If you are interested in design based on local needs, local materials, and local traditions, you will find vernacular building exhibitions well worth a visit.
/// Thailand ///
Five show pavilions are open now at Architect ’18, the ASEAN’s largest building technology exposition organized by the Association of Siamese Architects (ASA). It’s happening on May 1-6, 2018 at Impact, Muang Thong Thani.
Other attractions range from a photography display by Vernacular Built Environment and Cultural Heritage Studies Group, and exhibitions by various architectural firms, to retail businesses, and seminars featuring distinguished speakers from Thailand and abroad.
The expo’s must-see events include a show pavilion by Boon Design, which presents building techniques using materials readily available in a locality, such as plastic crates for fruit transportation filled with clay.

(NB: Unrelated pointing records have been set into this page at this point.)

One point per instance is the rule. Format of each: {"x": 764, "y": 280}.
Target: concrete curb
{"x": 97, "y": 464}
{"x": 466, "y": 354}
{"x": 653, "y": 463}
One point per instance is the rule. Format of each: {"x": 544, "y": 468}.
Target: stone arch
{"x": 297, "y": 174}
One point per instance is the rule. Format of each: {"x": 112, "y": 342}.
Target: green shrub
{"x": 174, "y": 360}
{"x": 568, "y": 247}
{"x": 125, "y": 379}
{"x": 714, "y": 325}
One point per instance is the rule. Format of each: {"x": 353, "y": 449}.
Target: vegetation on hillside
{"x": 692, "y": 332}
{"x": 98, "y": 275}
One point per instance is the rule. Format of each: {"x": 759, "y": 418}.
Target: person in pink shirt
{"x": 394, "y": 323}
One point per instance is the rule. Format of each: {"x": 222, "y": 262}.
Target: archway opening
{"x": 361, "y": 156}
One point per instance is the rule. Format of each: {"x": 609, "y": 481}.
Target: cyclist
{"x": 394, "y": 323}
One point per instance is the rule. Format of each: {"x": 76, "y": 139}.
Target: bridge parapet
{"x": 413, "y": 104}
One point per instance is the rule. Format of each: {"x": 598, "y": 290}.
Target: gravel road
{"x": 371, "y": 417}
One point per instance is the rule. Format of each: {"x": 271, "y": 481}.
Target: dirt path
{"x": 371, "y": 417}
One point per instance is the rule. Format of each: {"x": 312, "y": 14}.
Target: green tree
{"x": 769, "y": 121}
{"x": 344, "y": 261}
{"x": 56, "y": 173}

Designer Boonlert Hemvijitraphan said: “Traditionally, earth has been a material of choice for home building while plastic crates come in handy as byproducts of the industry. The choice of materials is often dictated by availability in a particular area. Homes can be made of anything, whether it’s earth or wood, so long as they are adapted to suit local needs and requirements.” Like so, a vernacular house in Southeast Asia may appear dim on the inside because there are only a few openings. Lace fabrics on the windows tell stories of clever adaptations to suit local weather conditions.
The building techniques differ from country to country across Southeast Asia as illustrated by the photo exhibition by the Vernacular Built Environment and Cultural Heritage Studies Group. Its members include Isarachai Buranaut, Kullphut Seneevong Na Ayudhaya, Somchai Chuechuaychu, and Surapong Jamniyom.